Friday, June 5, 2026

Feelings of a Person Drowning

Described by Himself.

Originally published in Bradshaw's Manchester Journal (Bradshaw & Blacklock) vol.1 #9 (26 Jun 1841).


        The subject of the following interesting and singular narrative was Mr. William Patten, of Newport, in America, a respectable clergyman. His story is perhaps the only authentic account on record of such an event as it discloses.
        The event of which you requested an account from me, took place in the eighteenth year of my age. In the spring of that year, I attempted to pass a river called the Great or Lower Amonoosuc, at a fording place, at about forty miles northward of Dartmouth College. The stream is remarkably rapid, and had the preceding night been swollen by copious showers of rain, and the dissolution of snow on the adjacent ground. A number of persons, with whom I was in company, went over in a boat; but some circumstances induced me and two or three others to attempt to ford the river. About mid-way of the passage, my horse was turned upon his side, apparently by the force of the current. Thrown by surprise and with disadvantage into the water, it was some time before I could recover a standing. The water then flowed up to my chin. As soon almost as I was upon my feet, the current bore me down, and left me struggling for breath. I rose again, with the hope of walking to the shore, but in vain. The depth of the water being for a moment more favourable to my hopes, I made several other attempts; in the last of which, lying on the bottom, with my feet against the rocks, I determined to suffer my head to be buoyed up, till the weight of my body should counteract the force of the current, that in this inclined position I might be enabled to gain the shore. But I was immediately carried from this point, without finding my resistance of the least avail.
        After this, as I was in deeper water, and my head down the stream, I attempted for the first time to swim. This exercise, to which I was accustomed, was perfectly easy to me. I rested on the surface of the water without any sensible difficulty, greatly refreshed by the air, which I had not freely inspired for fifteen or twenty minutes. I continued to swim without any other object than to get breath, but had not proceeded far before my strength suddenly failed, and I sunk without a struggle to the bottom. Of such an entire exhaustion of strength I never before had an idea. I could not have moved a finger to save the world. Arguing from the distress of being partially deprived of breath, the agony of the moment when it should be totally excluded, I anticipated this moment with extreme dread. When I sunk, this impression was fully on my mind, with a certainty that it could no longer be avoided. After a short time, however, it occurred to me that it was time to breathe. With this thought, I relaxed that exertion by which my breathing was suspended; and feeling water entering my nostrils, immediately resumed it, having before experienced the pain of inhaling the water, which was much more distressing than to be without breath.
        Soon after this, my intellectual faculties very rapidly, but perceptibly, declined.

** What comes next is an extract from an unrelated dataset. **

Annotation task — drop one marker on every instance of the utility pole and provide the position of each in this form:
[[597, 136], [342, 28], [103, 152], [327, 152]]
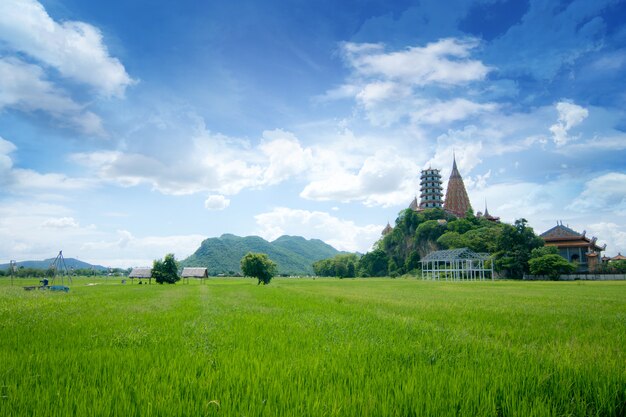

I felt a pain in the small of my back, which I presume would have been acute had I been capable of a just sense of it, for I imagined that a rock or some other heavy thing lay on me. Before this I was like a person under the influence of an overpowering opiate, and yet feeling every inducement to keep awake, and soon after all consciousness of my situation and life ceased. At the first exercise of returning reason, I supposed myself in the bed in which I had slept the night before, and that the night was dark and gloomy. The circumstance of the scene through which I had been carried, occurred in a lively manner to my imagination, but I supposed them a dream. To be certain, I determined to arouse myself, but, in attempting it, was conscious of insuperable weakness; and then concluded, that as I should soon awake, I would try no further exertion. As soon as I rested in this hope, I heard a noise like a person clasping his hands, and I said, "You hurt me." With this recovery of hearing, my eyesight was restored. I perceived that I was surrounded by those with whom I had been in company, some of whom were striking my hands, and some were rubbing my stomach. My feelings at this time were greatly distressed. There was but a spark of life in a body of disorder and death; but the hope with which that spark was connected, spread a smile over the ruins, and I was very happy.
        My friends informed me that I was taken from the water after I had disappeared about a quarter of an hour, and laid on the shore; that in bringing me to the shore, a small sound was perceived from my throat, but that my breast had not moved with breathing, and that my eyes continued lifeless till the moment I spoke. From the time of my falling into the water till my recovery, nearly an hour must have elapsed; as the struggle was long, so the distress was great. I can give no better description of it than by saying that my sensation corresponded with the appearance of the dead. My meaning is, that the aspect of a deceased person makes a complicated impression on my mind very similar to what I then felt, and may be regarded as a very natural symbol of the state of my own feelings.
        But the prospect, and to me the certainty, of immediately appearing before God, the Judge of all, was inexpressibly more affecting than the pain of dying. What I felt in both respects cannot be described; it can be known only by experience. In such a situation, nothing but the power and the grace of Christ can support the mind; and I determined, when I recovered, to dwell upon his name, if ever I should be called to attend the dying.